There were also dozens of death threats, Cabot revealed in a new interview with The New York Times.
“I got 50 or 60,” she told the outlet.
Cabot and Andy Byron, her then-boss at the tech company Astronomer, were caught embracing on camera at a Coldplay concert in Foxborough, Mass., in July. In the video, Cabot was seen standing in front of Byron, who had his arms wrapped around her, when they suddenly appeared on the massive jumbotron.
She scrambled to hide her face while the boss ducked out of the frame, which lead Coldplay frontman Chris Martin to comment on their abrupt exit.
“Either they’re having an affair, or they’re just very shy,” Martin said at the time.
Cabot told the Times she had never had a physical relationship with Byron until that night (she said they did kiss once), although she admitted he had been her “crush” after they bonded at work. She also said she told him she was separating from her spouse — a claim her husband had confirmed in a previous statement to People — and said her boss told her he was dealing with the “same thing.”

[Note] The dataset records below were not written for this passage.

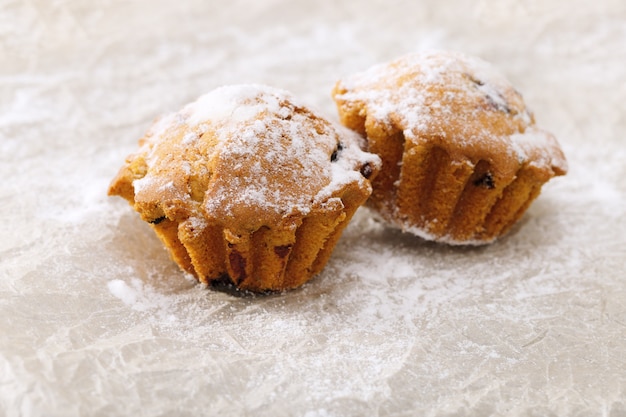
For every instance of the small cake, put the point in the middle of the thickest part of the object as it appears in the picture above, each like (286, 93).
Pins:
(248, 185)
(462, 156)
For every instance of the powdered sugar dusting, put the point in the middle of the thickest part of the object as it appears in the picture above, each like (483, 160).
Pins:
(438, 93)
(270, 155)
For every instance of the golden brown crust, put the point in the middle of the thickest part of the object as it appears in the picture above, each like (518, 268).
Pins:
(462, 157)
(247, 184)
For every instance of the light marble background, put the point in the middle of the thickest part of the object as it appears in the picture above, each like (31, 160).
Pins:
(95, 319)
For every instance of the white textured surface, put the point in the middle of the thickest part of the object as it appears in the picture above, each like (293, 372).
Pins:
(95, 320)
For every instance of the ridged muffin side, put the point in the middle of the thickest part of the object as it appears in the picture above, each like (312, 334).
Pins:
(247, 185)
(462, 157)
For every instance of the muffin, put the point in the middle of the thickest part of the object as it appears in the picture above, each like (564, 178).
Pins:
(248, 185)
(462, 156)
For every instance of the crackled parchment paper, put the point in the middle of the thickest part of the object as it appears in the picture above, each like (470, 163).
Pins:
(96, 320)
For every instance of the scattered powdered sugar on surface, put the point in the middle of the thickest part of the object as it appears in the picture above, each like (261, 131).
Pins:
(97, 320)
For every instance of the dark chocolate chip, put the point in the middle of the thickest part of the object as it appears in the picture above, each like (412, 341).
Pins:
(366, 170)
(486, 181)
(336, 152)
(157, 220)
(238, 265)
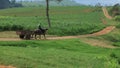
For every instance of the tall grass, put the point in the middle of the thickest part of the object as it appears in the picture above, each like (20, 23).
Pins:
(59, 53)
(64, 20)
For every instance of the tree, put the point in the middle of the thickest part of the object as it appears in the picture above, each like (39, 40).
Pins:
(4, 4)
(115, 10)
(47, 11)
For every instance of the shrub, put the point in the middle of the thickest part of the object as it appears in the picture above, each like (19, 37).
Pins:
(117, 18)
(116, 44)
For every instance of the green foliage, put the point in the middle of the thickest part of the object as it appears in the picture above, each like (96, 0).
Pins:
(55, 53)
(115, 10)
(117, 18)
(64, 20)
(4, 4)
(116, 44)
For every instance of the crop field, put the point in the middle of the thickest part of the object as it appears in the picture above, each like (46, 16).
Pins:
(64, 20)
(72, 53)
(65, 53)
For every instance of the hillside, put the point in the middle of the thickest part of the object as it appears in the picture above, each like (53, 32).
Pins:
(52, 3)
(79, 20)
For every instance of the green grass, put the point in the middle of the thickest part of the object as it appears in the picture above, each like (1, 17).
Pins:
(60, 53)
(64, 20)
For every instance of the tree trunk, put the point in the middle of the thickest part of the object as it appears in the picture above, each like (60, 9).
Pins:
(47, 13)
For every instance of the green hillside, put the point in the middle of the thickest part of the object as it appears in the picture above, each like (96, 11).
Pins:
(64, 20)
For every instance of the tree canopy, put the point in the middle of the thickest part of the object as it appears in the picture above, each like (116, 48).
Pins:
(4, 4)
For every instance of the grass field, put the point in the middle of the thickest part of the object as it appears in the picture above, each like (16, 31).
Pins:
(71, 53)
(64, 20)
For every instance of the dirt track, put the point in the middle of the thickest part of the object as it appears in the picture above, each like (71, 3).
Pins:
(106, 13)
(102, 32)
(93, 42)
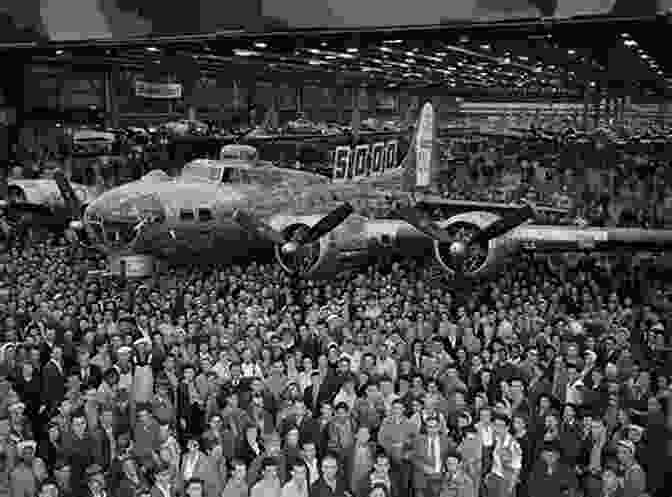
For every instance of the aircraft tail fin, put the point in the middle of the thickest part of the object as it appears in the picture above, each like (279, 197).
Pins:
(420, 166)
(377, 166)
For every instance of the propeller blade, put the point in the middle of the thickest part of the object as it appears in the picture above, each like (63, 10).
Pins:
(505, 224)
(254, 225)
(329, 222)
(72, 203)
(419, 221)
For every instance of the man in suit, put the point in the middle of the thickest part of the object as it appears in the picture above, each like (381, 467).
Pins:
(22, 480)
(309, 428)
(196, 464)
(53, 379)
(89, 374)
(429, 452)
(163, 484)
(317, 393)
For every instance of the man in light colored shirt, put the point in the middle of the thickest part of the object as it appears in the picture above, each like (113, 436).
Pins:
(237, 484)
(309, 454)
(297, 486)
(269, 485)
(386, 365)
(507, 459)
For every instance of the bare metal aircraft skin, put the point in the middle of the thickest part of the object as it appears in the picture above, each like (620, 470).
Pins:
(37, 204)
(316, 226)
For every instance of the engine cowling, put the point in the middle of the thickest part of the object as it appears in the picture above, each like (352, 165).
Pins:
(476, 260)
(304, 260)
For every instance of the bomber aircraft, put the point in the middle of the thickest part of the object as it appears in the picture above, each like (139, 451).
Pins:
(316, 227)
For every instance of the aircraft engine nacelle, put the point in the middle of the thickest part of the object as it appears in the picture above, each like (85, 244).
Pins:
(350, 245)
(302, 260)
(477, 261)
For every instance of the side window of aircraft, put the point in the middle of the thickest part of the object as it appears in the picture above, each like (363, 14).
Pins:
(204, 215)
(186, 214)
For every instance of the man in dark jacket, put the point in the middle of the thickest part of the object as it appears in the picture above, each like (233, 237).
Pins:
(551, 477)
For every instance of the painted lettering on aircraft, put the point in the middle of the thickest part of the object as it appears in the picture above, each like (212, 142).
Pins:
(364, 160)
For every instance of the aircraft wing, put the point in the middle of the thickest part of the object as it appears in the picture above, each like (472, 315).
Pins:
(450, 207)
(548, 239)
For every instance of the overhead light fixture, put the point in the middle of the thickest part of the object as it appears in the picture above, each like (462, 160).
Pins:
(245, 53)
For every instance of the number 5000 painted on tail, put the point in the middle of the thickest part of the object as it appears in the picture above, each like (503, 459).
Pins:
(365, 160)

Still, she said, it was a “bad decision” on her part to flirt with the idea of a romantic relationship.
“I made a bad decision and had a couple of High Noons and danced and acted inappropriately with my boss. And it’s not nothing. And I took accountability, and I gave up my career for that,” Cabot told the outlet. “That’s the price I chose to pay.”
Byron, the CEO of Astronomer at the time, resigned from the company days after the incident. Cabot, the HR chief, resigned about a week after.
Cabot told the Times she tried to avoid being seen in public for months after the viral moment, for fear of being harassed or embarrassing her children. She recalled the time a woman approached her while pumping gas and called her “the lowest form of human,” and once when her daughter was reduced to tears because strangers were taking pictures of them.
She said she decided to speak up now in part because she wanted her side of the story to be known before rumors about her character or marriage, or any assumptions that she was “sleeping around” to advance her career, were set in stone. The former HR executive also told the Times that she’s been working since she was 13, and at times “supported my family entirely on my own.”
“I want my kids to know that you can make mistakes, and you can really screw up,” Cabot said. “But you don’t have to be threatened to be killed for them.”
Martin, too, had indicated at a concert in August that he hoped Cabot and Byron were “well,” albeit after joking about what he called an “internationally massive scandal.”
“Anyway, we send pure love to those people, and I wish them so well,” he said.